GILLETTE - Investment Analysis: Buy Signal or Bull Trap?
Back to ListInvestment Rating: 4.2
| Stock Code | GILLETTE | Market Cap | 25,904 Cr. | Current Price | 7,951 ₹ | High / Low | 11,505 ₹ |
| Stock P/E | 41.8 | Book Value | 357 ₹ | Dividend Yield | 1.51 % | ROCE | 56.1 % |
| ROE | 41.6 % | Face Value | 10.0 ₹ | DMA 50 | 7,995 ₹ | DMA 200 | 8,521 ₹ |
| Chg in FII Hold | -0.41 % | Chg in DII Hold | 0.36 % | PAT Qtr | 172 Cr. | PAT Prev Qtr | 144 Cr. |
| RSI | 50.8 | MACD | 42.6 | Volume | 16,254 | Avg Vol 1Wk | 22,111 |
| Low price | 7,206 ₹ | High price | 11,505 ₹ | PEG Ratio | 3.95 | Debt to equity | 0.00 |
| 52w Index | 17.3 % | Qtr Profit Var | 36.9 % | EPS | 190 ₹ | Industry PE | 44.1 |
📊 Gillette India shows strong profitability with ROCE at 56.1% and ROE at 41.6%, reflecting efficient capital use. The company is debt-free, ensuring financial stability. Dividend yield of 1.51% adds moderate income support. However, the PEG ratio of 3.95 suggests the stock is expensive relative to its growth.

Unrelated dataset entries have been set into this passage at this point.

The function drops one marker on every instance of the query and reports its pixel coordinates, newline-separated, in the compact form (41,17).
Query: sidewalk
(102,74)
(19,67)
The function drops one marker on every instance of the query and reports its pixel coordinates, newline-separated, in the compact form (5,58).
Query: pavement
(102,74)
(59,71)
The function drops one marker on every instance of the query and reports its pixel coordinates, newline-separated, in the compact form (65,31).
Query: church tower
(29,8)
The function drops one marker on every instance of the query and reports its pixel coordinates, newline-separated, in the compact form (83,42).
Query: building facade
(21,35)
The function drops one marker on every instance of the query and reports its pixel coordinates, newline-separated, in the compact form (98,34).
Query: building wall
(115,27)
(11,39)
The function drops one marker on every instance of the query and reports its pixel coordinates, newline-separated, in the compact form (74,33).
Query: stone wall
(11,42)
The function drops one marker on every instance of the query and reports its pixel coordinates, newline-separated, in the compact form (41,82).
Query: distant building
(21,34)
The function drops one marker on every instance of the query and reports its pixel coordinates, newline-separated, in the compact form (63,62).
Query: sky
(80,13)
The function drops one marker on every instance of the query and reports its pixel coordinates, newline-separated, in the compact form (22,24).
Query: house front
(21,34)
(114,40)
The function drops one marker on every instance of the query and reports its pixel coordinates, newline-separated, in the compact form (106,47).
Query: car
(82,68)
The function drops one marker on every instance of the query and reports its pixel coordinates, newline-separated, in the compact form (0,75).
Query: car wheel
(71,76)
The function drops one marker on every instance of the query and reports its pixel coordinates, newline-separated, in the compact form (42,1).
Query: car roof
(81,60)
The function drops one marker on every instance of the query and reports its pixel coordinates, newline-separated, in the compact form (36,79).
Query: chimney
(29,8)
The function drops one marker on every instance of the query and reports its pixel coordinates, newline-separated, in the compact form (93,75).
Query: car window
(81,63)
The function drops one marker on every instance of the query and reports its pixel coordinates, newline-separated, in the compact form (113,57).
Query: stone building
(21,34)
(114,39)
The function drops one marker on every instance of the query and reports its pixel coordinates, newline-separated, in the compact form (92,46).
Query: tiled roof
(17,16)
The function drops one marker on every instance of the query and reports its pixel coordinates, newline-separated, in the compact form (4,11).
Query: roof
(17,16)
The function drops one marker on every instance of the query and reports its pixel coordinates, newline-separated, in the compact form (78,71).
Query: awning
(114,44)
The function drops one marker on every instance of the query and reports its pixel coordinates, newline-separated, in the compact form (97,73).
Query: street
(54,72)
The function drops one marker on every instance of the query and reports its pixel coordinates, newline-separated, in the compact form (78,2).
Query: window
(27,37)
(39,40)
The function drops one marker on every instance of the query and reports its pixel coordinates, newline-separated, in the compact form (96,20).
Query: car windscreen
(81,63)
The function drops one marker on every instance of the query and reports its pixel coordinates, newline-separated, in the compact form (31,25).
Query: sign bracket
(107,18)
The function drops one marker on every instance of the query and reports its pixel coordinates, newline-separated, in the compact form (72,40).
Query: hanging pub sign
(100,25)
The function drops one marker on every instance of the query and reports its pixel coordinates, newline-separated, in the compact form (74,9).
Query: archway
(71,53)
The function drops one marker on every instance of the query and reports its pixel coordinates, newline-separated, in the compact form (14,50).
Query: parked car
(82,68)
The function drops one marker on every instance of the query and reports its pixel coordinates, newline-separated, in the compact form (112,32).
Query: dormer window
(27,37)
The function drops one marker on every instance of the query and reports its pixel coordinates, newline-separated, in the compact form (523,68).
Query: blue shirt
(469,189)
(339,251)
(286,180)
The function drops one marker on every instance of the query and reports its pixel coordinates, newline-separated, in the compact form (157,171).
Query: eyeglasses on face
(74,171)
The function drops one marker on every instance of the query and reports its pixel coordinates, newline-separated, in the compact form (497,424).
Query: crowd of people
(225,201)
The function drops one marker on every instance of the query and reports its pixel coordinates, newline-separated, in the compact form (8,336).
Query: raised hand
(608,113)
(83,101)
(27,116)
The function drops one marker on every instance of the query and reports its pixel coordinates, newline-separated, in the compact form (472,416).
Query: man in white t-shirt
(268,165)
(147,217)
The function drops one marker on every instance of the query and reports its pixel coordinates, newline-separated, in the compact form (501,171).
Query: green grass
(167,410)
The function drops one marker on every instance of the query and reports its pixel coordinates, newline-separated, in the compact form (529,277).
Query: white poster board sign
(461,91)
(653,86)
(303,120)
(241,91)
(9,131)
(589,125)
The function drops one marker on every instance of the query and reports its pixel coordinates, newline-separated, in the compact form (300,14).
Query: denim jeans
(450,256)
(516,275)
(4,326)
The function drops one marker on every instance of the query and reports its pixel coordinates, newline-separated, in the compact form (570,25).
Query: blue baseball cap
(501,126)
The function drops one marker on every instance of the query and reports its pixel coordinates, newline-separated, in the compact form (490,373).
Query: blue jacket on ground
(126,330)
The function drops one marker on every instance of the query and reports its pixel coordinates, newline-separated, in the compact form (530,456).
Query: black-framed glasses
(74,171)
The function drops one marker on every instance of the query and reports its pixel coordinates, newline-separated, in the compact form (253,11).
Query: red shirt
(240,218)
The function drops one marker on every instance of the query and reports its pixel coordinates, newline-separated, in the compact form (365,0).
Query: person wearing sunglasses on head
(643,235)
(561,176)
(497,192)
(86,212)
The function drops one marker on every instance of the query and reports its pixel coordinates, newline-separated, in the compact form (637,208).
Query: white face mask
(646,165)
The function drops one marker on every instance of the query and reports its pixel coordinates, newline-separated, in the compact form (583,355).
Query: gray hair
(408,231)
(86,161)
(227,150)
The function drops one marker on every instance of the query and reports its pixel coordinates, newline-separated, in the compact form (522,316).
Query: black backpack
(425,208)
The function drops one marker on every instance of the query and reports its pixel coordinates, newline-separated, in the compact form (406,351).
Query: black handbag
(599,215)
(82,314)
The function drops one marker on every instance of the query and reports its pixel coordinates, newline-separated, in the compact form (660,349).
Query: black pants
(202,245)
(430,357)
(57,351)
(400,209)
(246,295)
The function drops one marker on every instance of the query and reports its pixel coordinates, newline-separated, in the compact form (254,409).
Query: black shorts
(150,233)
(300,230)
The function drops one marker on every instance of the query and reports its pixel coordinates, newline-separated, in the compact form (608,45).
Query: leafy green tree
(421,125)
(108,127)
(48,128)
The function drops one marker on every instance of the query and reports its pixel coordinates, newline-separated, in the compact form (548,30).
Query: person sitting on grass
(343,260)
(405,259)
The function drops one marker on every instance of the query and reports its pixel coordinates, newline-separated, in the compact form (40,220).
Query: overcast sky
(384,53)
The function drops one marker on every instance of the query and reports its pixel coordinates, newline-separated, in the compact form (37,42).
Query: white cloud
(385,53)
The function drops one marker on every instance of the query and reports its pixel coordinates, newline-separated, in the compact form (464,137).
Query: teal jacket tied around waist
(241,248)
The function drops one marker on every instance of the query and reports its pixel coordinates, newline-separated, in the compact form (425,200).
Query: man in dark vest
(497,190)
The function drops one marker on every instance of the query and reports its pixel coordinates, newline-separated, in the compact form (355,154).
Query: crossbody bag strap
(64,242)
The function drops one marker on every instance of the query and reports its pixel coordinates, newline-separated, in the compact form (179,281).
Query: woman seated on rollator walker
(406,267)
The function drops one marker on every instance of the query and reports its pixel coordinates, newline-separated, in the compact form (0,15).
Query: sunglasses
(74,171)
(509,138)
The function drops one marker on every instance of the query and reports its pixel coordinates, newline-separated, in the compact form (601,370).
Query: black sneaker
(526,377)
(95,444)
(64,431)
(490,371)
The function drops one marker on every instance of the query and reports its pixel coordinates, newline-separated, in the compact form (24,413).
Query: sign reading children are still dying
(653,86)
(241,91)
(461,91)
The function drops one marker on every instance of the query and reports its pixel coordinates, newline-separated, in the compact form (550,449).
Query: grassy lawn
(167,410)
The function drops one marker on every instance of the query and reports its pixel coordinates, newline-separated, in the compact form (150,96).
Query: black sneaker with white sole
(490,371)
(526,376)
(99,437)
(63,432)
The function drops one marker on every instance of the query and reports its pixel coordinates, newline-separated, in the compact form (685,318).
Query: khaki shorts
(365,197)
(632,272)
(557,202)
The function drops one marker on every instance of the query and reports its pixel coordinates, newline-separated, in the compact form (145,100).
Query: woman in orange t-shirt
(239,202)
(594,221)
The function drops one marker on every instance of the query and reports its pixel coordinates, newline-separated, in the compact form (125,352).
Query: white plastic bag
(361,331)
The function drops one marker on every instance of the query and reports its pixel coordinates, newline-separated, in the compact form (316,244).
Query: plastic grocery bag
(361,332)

Current price ₹7,951 is near the 50 DMA (₹7,995) but below the 200 DMA (₹8,521), indicating sideways consolidation. The P/E of 41.8 is slightly below the industry average of 44.1, but still high compared to book value (₹357).
💡 Ideal Entry Zone: ₹7,200 – ₹7,600 (closer to 52-week low support).
📈 Exit Strategy: Long-term investors (3–5 years) can hold due to strong ROE and ROCE. Partial profit booking is advisable near ₹10,500–₹11,000 resistance levels. Dividend yield provides some cushion, but growth valuation is stretched, so patience is key.
Positive
- High ROCE (56.1%) and ROE (41.6%) show strong efficiency.
- Debt-free balance sheet ensures financial resilience.
- Dividend yield of 1.51% supports income investors.
- Quarterly PAT growth from ₹144 Cr. to ₹172 Cr. (+36.9%).
Limitation
- PEG ratio of 3.95 indicates overvaluation relative to growth.
- P/E of 41.8 is high compared to book value (₹357).
- Stock trading below 200 DMA suggests limited momentum.
- FII holdings decreased (-0.41%), showing reduced foreign interest.
Company Negative News
- No major negative news reported, but valuation concerns persist.
Company Positive News
- Strong quarterly profit growth (+36.9%).
- DII holdings increased (+0.36%), showing domestic institutional support.
Industry
- Consumer goods sector remains resilient with steady demand.
- Industry P/E of 44.1 reflects investor optimism in FMCG companies.
Conclusion
✅ Gillette India is a fundamentally strong company with excellent profitability and zero debt. However, valuations are stretched with a high PEG ratio. Ideal entry is near ₹7,200–₹7,600. Existing investors should hold for 3–5 years, with partial profit booking near ₹10,500–₹11,000 resistance levels.